In Spring 2010, New United Motor Manufacturing Inc., the famed joint venture experiment by Toyota Motor Corp. and General Motors Co., will close its doors. As someone who was there at its launch and witnessed a striking story of phenomenal company culture reinvention, I am often asked: “What did you really do to change the culture at NUMMI so dramatically, so quickly?”
I could answer the question from high altitude by simply saying, “We instituted the Toyota production and management systems.” But in the end that doesn’t explain much. A better way to answer is to describe more specifically what we actually did that resulted in turning the once dysfunctional disaster — GM’s Fremont, California, plant — into a model manufacturing plant with the very same workers.
And describing what we did, and what worked so profoundly, says some interesting things about what “culture” is in the first place.
Backstory: Why NUMMI Began, and How It Fared
The Leading Question
How can managers change the culture of their organization?
Findings
- Start by changing what people do rather than how they think.
- “It’s easier to act your way to a new way of thinking than to think your way to a new way of acting.”
- Give employees the means by which they can successfully do their jobs.
- Recognize that the way that problems are treated reflects your corporate culture.
Toyota hired me in late 1983 to work on the Toyota side of its new venture with GM. I was assigned to a newly formed group at the company’s Toyota City headquarters in Japan to develop and deliver training programs to support its impending overseas expansion.
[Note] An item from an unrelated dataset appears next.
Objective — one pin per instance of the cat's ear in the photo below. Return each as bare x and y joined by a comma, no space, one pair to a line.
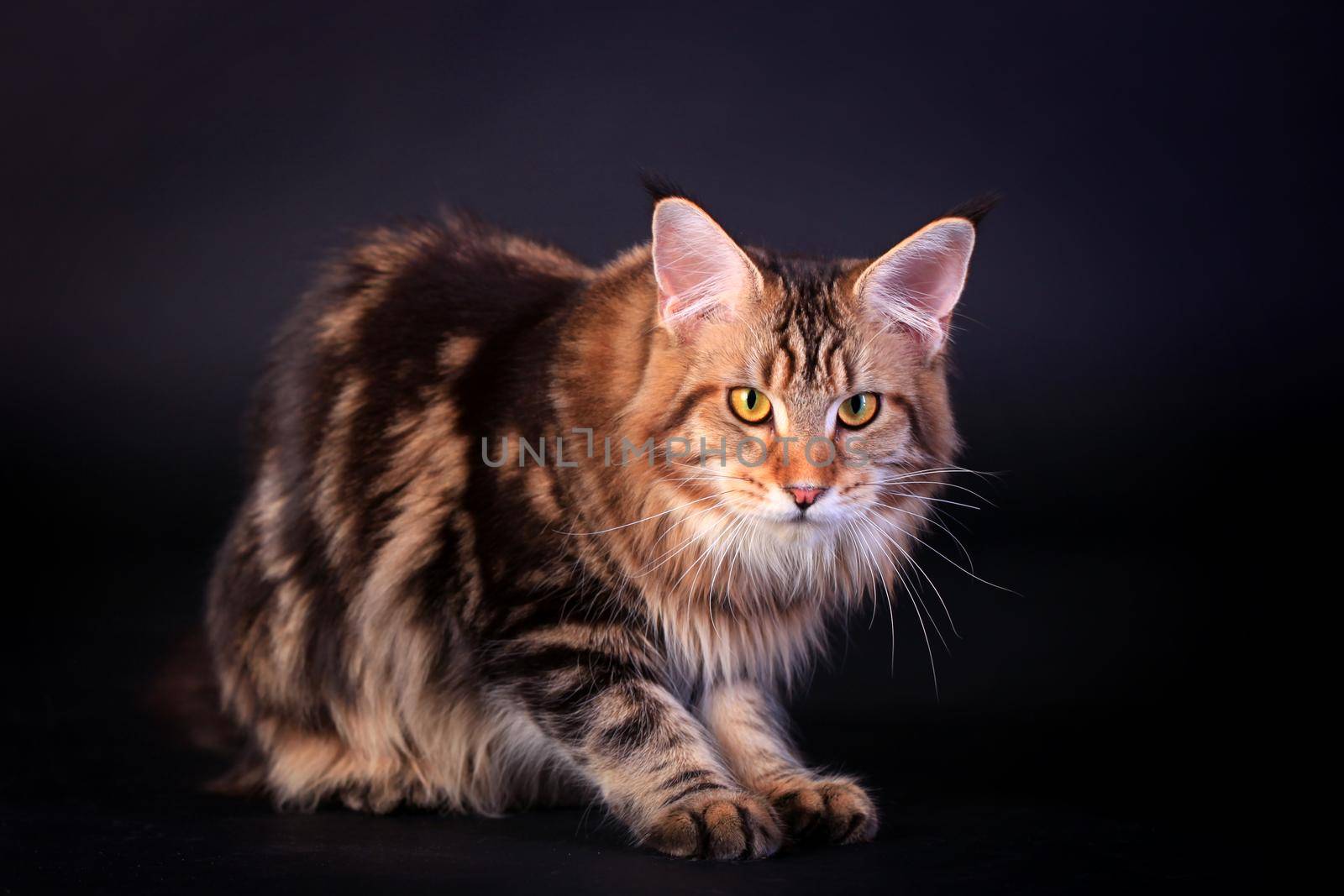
917,284
701,271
All of this was just happening. NUMMI didn’t even have a name yet. The agreement with the United Auto Workers union was yet to be signed. There weren’t yet any employees of NUMMI, nor even any managers. NUMMI wasn’t successful; it wasn’t famous. It was just a dream.
Why was the joint venture attempted? GM, for its part, had a few very tangible business objectives that it thought NUMMI could address. It didn’t know how to make a small car profitably. It wanted to put an idle plant and work force back on line.